The Hebrew word shem does not reflect only what people call us. In the Garden of Eden, the first human names the other creatures of the world by discerning their true essence and identity.
To be called by our name is to be acknowledged for who we truly are.
And to be called to Torah is a moment of sacred encounter both with our tradition and with our community. To be named in that moment is to be acknowledged, embraced and connected.
But what happens when we feel the name we are being called in that moment is not our true name? What if we do not identify with the language of ya’amod/ta’amod, ben/bat and eg shelishi/shelishit because we construe ourselves as non-binary?
In writing a new teshuvah on this subject with my colleagues Rabbi Guy Austrian and Rabbi Robert Scheinberg, we recognize that we deal only with one aspect of what it means to be non-binary and Jewish and acknowledge that this is not our own personal experience.
While we consulted extensively in creating our teshuvah, we hope and trust that subsequent teshuvot will be written – and soon – by those for whom this is their lived experience, so that we can be taught, led and inspired by those who best know. But being called to Torah is a practice of such significance that it demanded our action.

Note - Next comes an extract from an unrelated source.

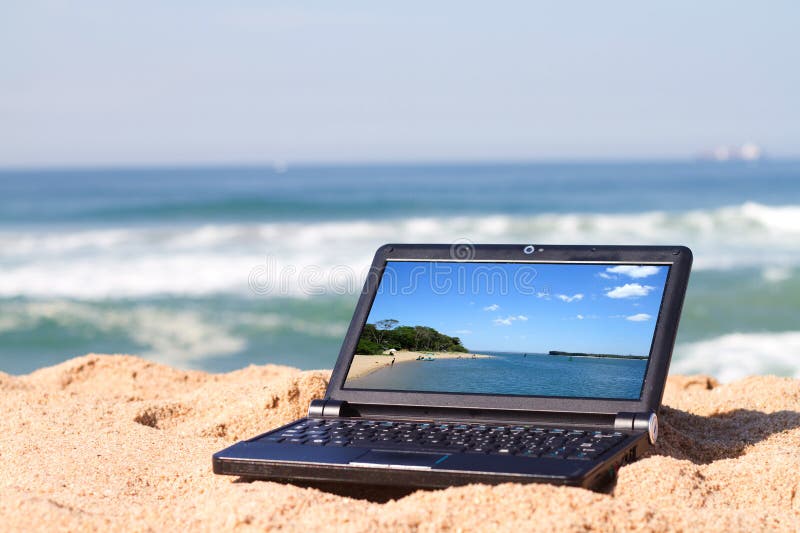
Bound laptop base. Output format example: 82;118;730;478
213;418;651;491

Offering a new language for the Torah service required both identifying a halakhic anchor and creating authentically Hebraic new forms for the liturgy. The halakhic anchor is the principle of civility, derekh eretz, which requires that people be called to Torah in the way that they prefer to be called, and in a way that is not embarrassing or disrespectful to them.

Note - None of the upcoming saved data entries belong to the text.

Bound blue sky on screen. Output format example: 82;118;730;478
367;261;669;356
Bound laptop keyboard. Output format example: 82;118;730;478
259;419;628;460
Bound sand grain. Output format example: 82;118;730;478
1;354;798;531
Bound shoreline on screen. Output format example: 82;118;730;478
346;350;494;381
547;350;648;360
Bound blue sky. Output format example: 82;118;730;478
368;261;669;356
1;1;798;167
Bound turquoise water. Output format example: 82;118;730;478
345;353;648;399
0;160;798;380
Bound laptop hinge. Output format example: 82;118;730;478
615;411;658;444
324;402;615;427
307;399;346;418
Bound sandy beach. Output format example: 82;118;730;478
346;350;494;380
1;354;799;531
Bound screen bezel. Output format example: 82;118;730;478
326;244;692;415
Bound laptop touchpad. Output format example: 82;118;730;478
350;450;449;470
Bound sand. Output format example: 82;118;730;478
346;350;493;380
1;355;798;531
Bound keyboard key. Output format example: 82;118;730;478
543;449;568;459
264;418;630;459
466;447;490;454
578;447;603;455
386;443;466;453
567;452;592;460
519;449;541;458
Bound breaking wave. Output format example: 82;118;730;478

This language was developed in 2017 at the Fort Tryon Jewish Center, the synagogue which Rabbi Austrian serves, as a collaboration among nonbinary community members and other leaders. That work built upon customs that have been evolving organically for some years in pioneering LGBTQ congregations such as CBST and Sha’ar Zahav and among LGBTQ Jews across the country.

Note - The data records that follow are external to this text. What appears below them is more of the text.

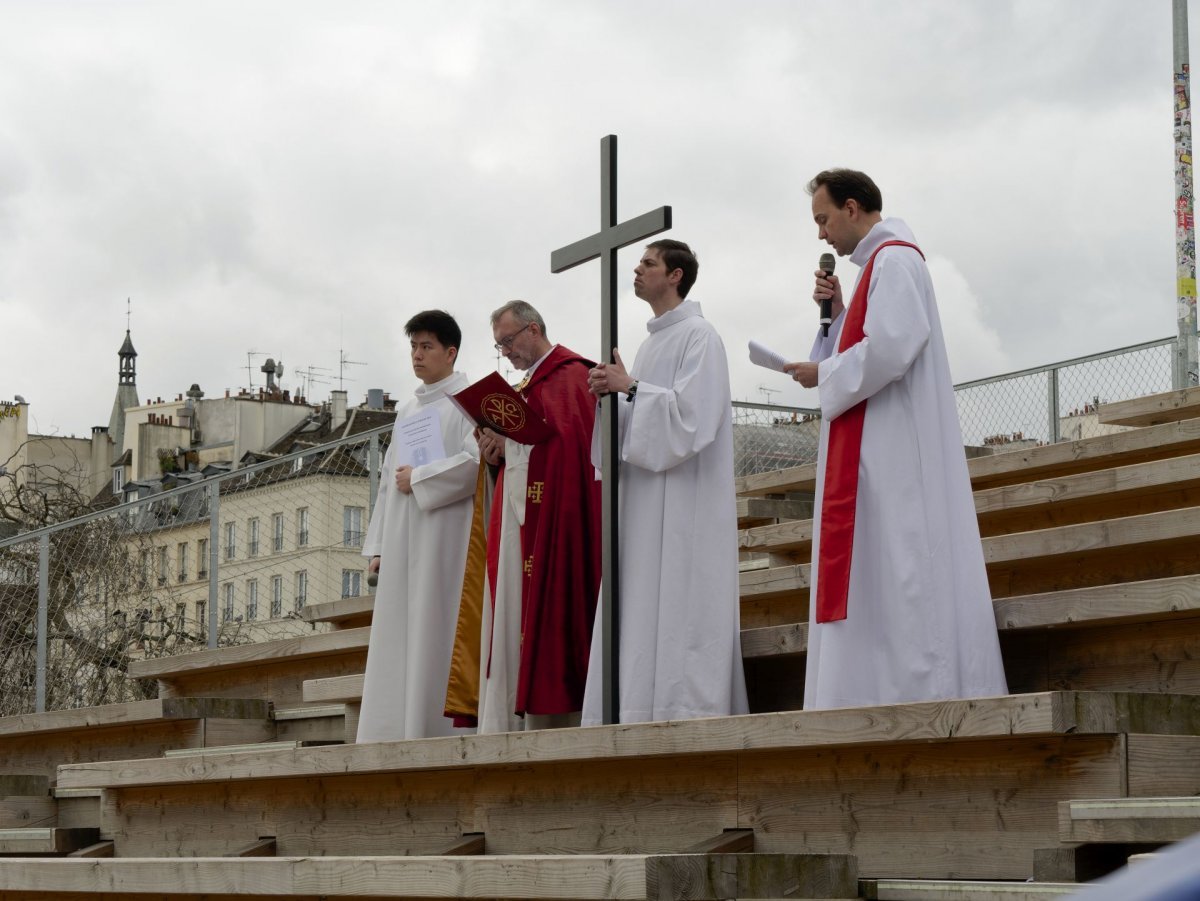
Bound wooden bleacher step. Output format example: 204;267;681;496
1059;797;1200;845
162;739;321;758
127;627;371;708
51;788;101;831
0;852;858;899
735;417;1200;498
1098;385;1200;428
301;593;375;630
272;703;348;743
0;827;99;855
0;797;55;830
303;673;364;705
863;879;1079;899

The new language for a Torah aliyah is as follows (using the third aliyah, as an example):
נָא לַעֲמֹד ___ מִבֵית ___ לַעֲלִיָה הַשְׁלִישִית
Na la’amod ___ mi’beit ____ la’aliyah hashlishit
Please stand ___ from the house of ___ for the third aliyah
A person reading haftarah is called as follows:
נָא לַעֲמֹד ___ מִבֵית ___ לִקְׁרִיאַת הַהַפְׁטָרָה
Na la’amod ___ mi’beit ____ likriat hahaftarah
Please stand ___ from the house of ___ for the reading of the Haftarah
People performing hagbah and gelilah may be called as follows:
נָא לַעֲמֹד ___ מִבֵית ___ לְׁהַגְׁבָהַת הַתוֹרָה …לִגְׁלִילַת הַתוֹרָה
Na la’amod ___ mi’beit ____ lhag’vahat haTorah… liglilat haTorah
Please stand ___ from the house of ___ for the lifting of the Torah…for the wrapping of the Torah
The teshuvah also includes forms for calling the children of Kohanim and Levi’im and a proposed non-binary misheberach. It does not mandate that all future aliyot should be called in this way – that is a decision to be made community by community, in the spirit of recognizing the importance of every individual’s Hebrew name to them.
We hope that the teshuvah is sufficiently accessible for our communities to share and learn from directly. We have also created a teaching guide for facilitators. We hope that the teshuvah will soon be integrated into the life of our communities and serve to introduce some intimate and important conversations. We are all three of us honored to be part of this process.